I would draw your attention to this paragraph as, in plain English, it means that if the
developers are pressed too hard on one aspect - such as a more-than-minimal affordable
housing element to the scheme - other areas will be compromised and less money spent on
them, for example the remodelling of the public realm or the quality of materials used in the
scheme.

It follows from this that every time we see in documentation the applicant putting forward the
public realm ‘improvements’, transport infrastructure or the quality of materials used
throughout the scheme as potential benefits (in attempts to outweigh the detrimental aspects
of the scheme) we should know that these benefits are in no way guaranteed and may well
be removed after planning permission has been granted.

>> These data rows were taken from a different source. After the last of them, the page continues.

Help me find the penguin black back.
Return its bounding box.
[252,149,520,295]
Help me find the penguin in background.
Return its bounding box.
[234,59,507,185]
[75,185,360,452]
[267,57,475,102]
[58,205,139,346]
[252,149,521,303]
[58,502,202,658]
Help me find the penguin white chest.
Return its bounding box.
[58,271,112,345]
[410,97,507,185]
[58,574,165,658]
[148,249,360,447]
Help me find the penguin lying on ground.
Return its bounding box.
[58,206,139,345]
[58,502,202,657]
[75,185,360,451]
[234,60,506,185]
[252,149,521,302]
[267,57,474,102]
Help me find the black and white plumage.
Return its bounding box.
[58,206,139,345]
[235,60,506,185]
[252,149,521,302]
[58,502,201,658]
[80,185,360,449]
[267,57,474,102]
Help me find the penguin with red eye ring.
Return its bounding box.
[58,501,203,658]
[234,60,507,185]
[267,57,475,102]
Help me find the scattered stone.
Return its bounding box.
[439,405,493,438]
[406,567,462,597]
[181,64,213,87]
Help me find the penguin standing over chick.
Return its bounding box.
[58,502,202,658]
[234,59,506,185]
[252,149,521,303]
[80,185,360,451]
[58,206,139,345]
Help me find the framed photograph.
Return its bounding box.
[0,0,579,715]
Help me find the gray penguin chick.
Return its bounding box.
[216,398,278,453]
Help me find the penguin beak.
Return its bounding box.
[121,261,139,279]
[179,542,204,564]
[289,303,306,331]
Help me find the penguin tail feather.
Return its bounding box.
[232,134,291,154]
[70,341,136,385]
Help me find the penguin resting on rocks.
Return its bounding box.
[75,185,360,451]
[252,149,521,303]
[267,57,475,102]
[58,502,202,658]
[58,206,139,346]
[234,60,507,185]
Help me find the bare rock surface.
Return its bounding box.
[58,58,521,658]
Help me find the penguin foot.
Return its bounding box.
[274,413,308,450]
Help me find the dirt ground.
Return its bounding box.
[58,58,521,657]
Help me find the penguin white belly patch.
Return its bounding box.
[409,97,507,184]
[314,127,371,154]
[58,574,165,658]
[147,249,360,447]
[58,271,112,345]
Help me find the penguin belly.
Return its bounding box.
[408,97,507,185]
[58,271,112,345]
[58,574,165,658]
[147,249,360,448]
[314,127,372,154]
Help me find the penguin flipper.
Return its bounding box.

Please take into account that the ‘benefits’ used to sell the scheme may not in fact
materialise. They therefore should carry even less weight in mitigating the various forms of
public detriment detailed above.

In terms of the public consultations, these compromises were of course never mentioned,
while the quality of materials and of the public realm remodelling was very much given
prominence - another reason why the applicant’s evidence of ‘consultation’ results should be
discounted.

This doubt over the quality of materials in the scheme and in the public realm around it
demonstrates that the scheme as it stands, with tall buildings whose foundations would be
over the Victoria Line tunnels, is badly conceived financially, possibly technically as well as
in the many other ways I have detailed above, and will not bring benefits to balance the huge
public detriment it would represent.

A development must offer real benefit:
A re-imagining of the Town Square and Mall has the potential to provide great benefit to the
town centre, its visitors, the people of Walthamstow and to Waltham Forest as a whole. The
current proposal simply does not realise that potential - it is a scheme that is deeply flawed
in many fundamental ways.

I urge you therefore to recommend that the application be refused.
If the application is refused, the applicant will be forced to come back with the “fresh
thinking” that CABE say is necessary - a better scheme, one which is not technically and
financially borderline, and which provides the net benefits that Walthamstow town centre and
the people using it need and deserve.